I continue writing as my husband continues to drive. Approximately 10 minutes later, from out of nowhere, the Pastor of Desert Center Fellowship zooms by us once more, and once more, he swerves to the right to pass a car that is dawdling down I-10 at the much-too-slow speed of at least 85 mph.
Now, many drivers I know would be stressed by now. They are not merely under stress. They are stressing out big time, and at this point, it is their choice. At times like these in our lives, we allow stress to rob our joy. We allow situations and other people to insist on their agendas, hammer home their opinions, spotlight on the negative, underline our failures, dwell on our mistakes.
You know what I’ve learned that was refreshingly reminded to me today? People like “Pastor Desert Center Fellowship” don’t cause my stress. I do. Things like being cut off in traffic don’t cause my stress. I do. Situations like dirty dishes in the sink left for me to do don’t cause my stress. I do. I allow myself to “climb under” this stuff — because I choose to. I choose to let it get the best of me and drag me down so that I fit under it, let it cover me, and dwell fitfully within it as it wraps its not-so-warm, fuzzy blanket around me. I have allowed it to define my moment, my day. I have become the “s” word: Stressed out.
I am so grateful God has not given up on me, that He still finds me teachable. I am grateful I have learned not to always give in to stress, as was once so easy to do. Now I am much quicker to recognize the hold it strives to have on me. If I allow it to cover me, if I climb under it, before I know it, I am not just “under” stress; it has begun to consume me, define me, highlight my life, insist on having its way, and ultimately, I have allowed it to steal my joy.
Disease. Loss. Pain. Financial burdens. Relationships. All things in life that can create stress, if we allow them. We cannot control everything, if anything. Stress allows us to deal with this “life” — this disease — ineffectively. What is effective? I have found two things to be most effective for me: Forgiveness and thankfulness.
I had a current, ongoing situation that had been stressful for me.
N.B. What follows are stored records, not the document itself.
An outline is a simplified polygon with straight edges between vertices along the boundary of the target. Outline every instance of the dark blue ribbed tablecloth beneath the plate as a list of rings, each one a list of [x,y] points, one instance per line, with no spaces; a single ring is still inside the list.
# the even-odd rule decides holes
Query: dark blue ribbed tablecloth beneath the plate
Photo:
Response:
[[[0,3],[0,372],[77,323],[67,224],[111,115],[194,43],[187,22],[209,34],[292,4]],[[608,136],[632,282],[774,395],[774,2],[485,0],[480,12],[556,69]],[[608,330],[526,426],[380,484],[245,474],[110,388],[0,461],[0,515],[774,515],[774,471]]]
After talking to a good friend recently, I realized I hadn’t forgiven the person with whom I had been struggling. I’d allowed the pain to grow because I’d sought control instead of forgiveness. I had allowed the situation to highly frustrate me, and at times, rob my state of mind, my joy.
Forgiveness! Do they deserve it? Not my call. Do I need to do it? You bet. By forgiving, I can find things in that situation for which to give thanks, and by doing that, my focus returns to its proper place — on God being in control. When the right perspective is there, joy overflows.
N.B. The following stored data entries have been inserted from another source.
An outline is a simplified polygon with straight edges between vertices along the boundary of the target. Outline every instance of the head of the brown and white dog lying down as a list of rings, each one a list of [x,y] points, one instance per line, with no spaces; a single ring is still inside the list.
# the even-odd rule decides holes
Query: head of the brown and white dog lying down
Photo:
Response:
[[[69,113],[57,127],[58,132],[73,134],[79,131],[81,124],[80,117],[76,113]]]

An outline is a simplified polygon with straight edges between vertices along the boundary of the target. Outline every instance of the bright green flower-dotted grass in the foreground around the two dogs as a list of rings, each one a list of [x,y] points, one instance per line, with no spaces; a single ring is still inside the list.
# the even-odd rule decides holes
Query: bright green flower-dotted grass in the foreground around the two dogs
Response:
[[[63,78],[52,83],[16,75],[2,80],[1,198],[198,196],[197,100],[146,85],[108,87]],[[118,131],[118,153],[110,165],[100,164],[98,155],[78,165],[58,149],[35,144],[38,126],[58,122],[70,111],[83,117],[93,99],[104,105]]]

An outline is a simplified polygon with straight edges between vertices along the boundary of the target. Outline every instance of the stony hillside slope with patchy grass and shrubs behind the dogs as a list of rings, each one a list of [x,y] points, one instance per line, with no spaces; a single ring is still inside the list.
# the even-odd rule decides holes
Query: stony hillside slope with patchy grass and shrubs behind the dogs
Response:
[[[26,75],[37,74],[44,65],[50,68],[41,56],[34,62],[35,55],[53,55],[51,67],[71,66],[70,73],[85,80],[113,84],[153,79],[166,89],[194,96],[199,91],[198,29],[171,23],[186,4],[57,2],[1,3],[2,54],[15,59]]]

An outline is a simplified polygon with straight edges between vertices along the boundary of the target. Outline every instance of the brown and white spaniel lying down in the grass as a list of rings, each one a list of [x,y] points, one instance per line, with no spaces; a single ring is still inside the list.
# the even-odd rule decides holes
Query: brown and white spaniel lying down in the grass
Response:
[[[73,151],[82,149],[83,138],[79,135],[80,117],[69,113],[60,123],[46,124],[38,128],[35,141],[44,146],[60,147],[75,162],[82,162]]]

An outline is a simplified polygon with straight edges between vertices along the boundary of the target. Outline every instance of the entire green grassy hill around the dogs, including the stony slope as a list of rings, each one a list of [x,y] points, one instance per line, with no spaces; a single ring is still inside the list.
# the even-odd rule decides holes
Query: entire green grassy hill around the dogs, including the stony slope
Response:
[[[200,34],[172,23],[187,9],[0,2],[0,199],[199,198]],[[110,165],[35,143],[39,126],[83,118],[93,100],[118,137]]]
Is forgiveness easy? No way. Is it necessary? For me, yes. I don’t like the word that starts with an “s” and if I refuse to forgive, refuse to see the hard things in life to be thankful for, that “s” word takes control, consumes my joy, and I am nothing more than … stressed.
That isn’t where I choose to live. Joy is a much better state of mind and with all that a person who has Parkinson’s has to deal with, don’t you think that’s a better place to be? Living with joy and axing the stress in your life?